Relative-Interior Solution for the (Incomplete) Linear Assignment Problem with Applications to the Quadratic Assignment Problem
Tomáš Dlask, Bogdan Savchynskyy
TL;DR
This work develops a theory and practical toolkit for exploiting relative interiors of optimal solution sets in the linear assignment problem (LAP) and its incomplete variant (ILAP) to tighten bounds on the incomplete quadratic assignment problem (IQAP). It introduces a linear-time method to obtain a relative-interior solution from any dual-optimal LAP solution and an optimal assignment, and shows how to transfer these results to ILAP via a linear-time reduction that preserves optimality and ri. The IQAP framework is then decomposed into ILAP and WCSP subproblems, enabling efficient bound propagation through coordinate ascent updates and exact LAP/Hungarian steps. Empirical results on CV and QAPLIB benchmarks indicate that RI-based methods yield bounds close to the LP optimum and run substantially faster than a state-of-the-art LP solver, with robust performance across diverse instance types.
Abstract
We study the set of optimal solutions of the dual linear programming formulation of the linear assignment problem (LAP) to propose a method for computing a solution from the relative interior of this set. Assuming that an arbitrary dual-optimal solution and an optimal assignment are available (for which many efficient algorithms already exist), our method computes a relative-interior solution in linear time.

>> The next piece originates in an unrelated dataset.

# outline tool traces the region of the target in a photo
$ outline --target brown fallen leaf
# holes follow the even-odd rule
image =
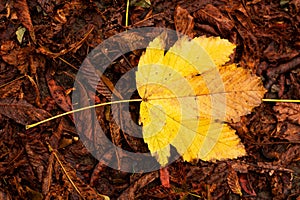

Since the LAP occurs as a subproblem in the linear programming (LP) relaxation of the quadratic assignment problem (QAP), we employ our method as a new component in the family of dual-ascent algorithms that provide bounds on the optimal value of the QAP. To make our results applicable to the incomplete QAP, which is of interest in practical use-cases, we also provide a linear-time reduction from the incomplete LAP to the complete LAP along with a mapping that preserves optimality and membership in the relative interior. Our experiments on publicly available benchmarks indicate that our approach with relative-interior solution can frequently provide bounds near the optimum of the LP relaxation and its runtime is much lower when compared to a commercial LP solver.